Das geht eben durchaus bis in die seelischen Eigenschaften hinein. So dass wir bei dem Kinde niemals zu einer vollständigen Erkenntnis kommen, wenn wir uns nicht auch fragen: Wie konsumiert das Kind bis in seinen Stoffwechsel hinein seine Eindrücke? – Darin besteht ja das sogenannte normale Menschenleben, dass der Mensch dann im späteren, reifen Alter seinen Stoffwechsel mehr sich selbst überlässt, dass er das Leben mit der Aussenwelt wiederum in einer selbständigeren Weise erlebt, dass der Mensch dasjenige, was er seelisch-geistig mit der Aussenwelt erlebt, nicht so wie das Kind hinunterlässt in den Stoffwechsel, dass nicht immer von einer so lebendigen, innerlichen Drüsenabsonderung, wie es beim Kinde der Fall ist, alle äusseren Beziehungen zur Aussenwelt begleitet werden.

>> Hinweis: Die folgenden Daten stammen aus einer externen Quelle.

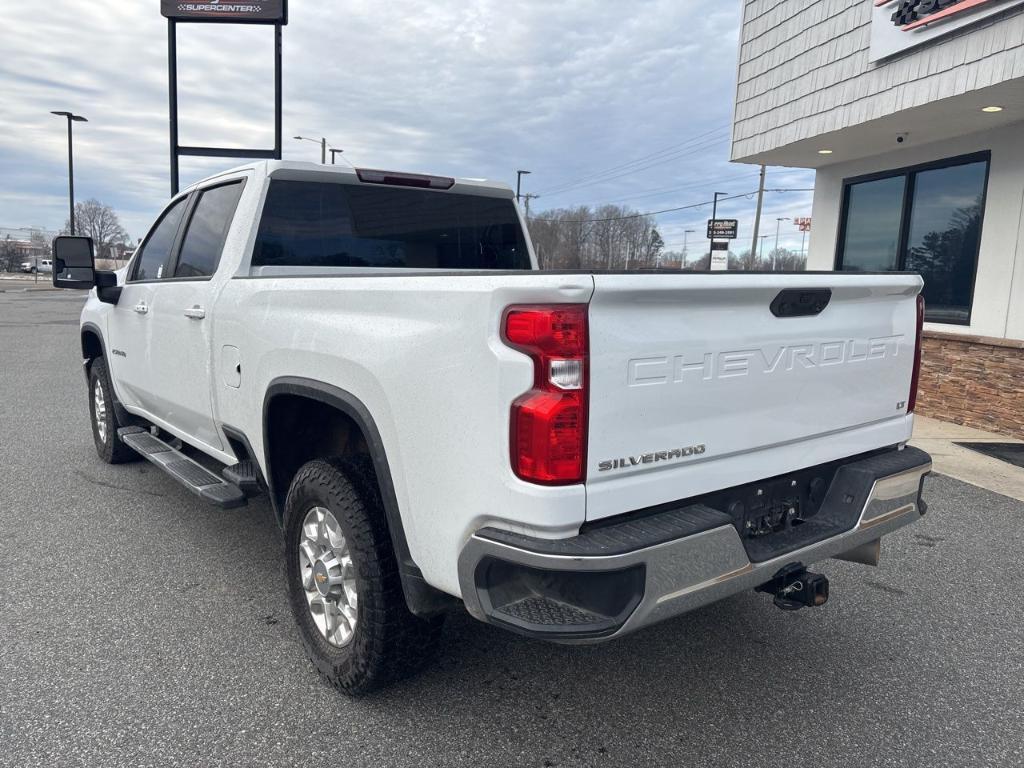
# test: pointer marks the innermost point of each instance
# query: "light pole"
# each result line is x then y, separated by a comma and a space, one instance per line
778, 223
322, 141
71, 166
686, 233
518, 182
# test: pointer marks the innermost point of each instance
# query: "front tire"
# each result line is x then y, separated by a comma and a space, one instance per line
343, 581
103, 417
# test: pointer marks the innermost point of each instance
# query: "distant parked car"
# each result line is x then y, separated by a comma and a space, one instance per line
45, 266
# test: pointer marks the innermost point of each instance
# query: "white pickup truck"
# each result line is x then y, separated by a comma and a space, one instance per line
571, 455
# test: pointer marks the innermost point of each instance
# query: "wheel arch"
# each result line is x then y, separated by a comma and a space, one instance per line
337, 412
92, 344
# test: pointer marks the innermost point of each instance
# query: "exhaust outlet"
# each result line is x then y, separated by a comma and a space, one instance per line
794, 587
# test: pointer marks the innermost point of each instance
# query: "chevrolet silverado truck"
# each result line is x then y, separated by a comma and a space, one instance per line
437, 424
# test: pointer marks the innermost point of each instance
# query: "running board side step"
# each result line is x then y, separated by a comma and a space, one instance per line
189, 473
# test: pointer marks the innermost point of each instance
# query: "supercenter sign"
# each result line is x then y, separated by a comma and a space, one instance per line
258, 11
899, 25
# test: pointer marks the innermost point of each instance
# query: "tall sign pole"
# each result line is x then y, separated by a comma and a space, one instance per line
757, 216
265, 12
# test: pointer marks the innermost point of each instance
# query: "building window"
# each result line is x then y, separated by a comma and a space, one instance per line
924, 219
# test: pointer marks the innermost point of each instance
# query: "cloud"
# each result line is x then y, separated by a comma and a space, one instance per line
459, 87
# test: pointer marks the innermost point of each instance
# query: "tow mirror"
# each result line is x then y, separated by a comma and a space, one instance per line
74, 264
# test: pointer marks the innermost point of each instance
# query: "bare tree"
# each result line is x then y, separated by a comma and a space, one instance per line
100, 222
8, 255
39, 243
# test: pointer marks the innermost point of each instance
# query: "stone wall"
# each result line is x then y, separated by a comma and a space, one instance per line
973, 380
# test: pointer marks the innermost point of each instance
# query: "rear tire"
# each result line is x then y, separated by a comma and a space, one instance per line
334, 514
104, 418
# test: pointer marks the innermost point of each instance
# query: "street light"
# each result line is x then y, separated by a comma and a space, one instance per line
518, 182
686, 233
778, 223
71, 165
322, 141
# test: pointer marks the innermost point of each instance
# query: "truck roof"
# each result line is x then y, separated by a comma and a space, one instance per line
293, 169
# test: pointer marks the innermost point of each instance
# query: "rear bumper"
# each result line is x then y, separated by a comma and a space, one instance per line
611, 581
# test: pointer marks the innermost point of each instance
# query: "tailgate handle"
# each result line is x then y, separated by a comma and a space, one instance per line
801, 302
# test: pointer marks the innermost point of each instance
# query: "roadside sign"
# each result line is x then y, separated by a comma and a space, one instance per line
722, 228
263, 11
719, 256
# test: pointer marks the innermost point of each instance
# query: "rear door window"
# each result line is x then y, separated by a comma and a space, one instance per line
318, 224
153, 262
207, 230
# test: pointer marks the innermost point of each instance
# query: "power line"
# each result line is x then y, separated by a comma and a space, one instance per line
604, 179
668, 189
644, 162
664, 210
641, 159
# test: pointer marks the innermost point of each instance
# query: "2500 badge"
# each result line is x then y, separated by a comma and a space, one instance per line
657, 456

Das Kind konsumiert dasjenige, was es in der Aussenwelt erlebt, ich möchte sagen, wie eine Nahrung. Und der spätere, reife Mensch überlässt seinen Stoffwechsel sich selber. Er ist nur dadurch eben ein reifer Mensch im normalen Leben, dass die Dinge nicht so tief in seine vegetativ-organischen Prozesse hineingehen. Aber es kann das bei gewissen Individuen bleiben. Gewisse Individuen können die Kindhaftigkeit in das spätere Leben hineintragen. Dann behalten sie eben diese Eigenschaft, dass sie das äussere Erleben mit ihren organischen Prozessen verbinden, dass sie auch Seelisches noch mit ihren organisch-vegetativen Prozessen verbinden.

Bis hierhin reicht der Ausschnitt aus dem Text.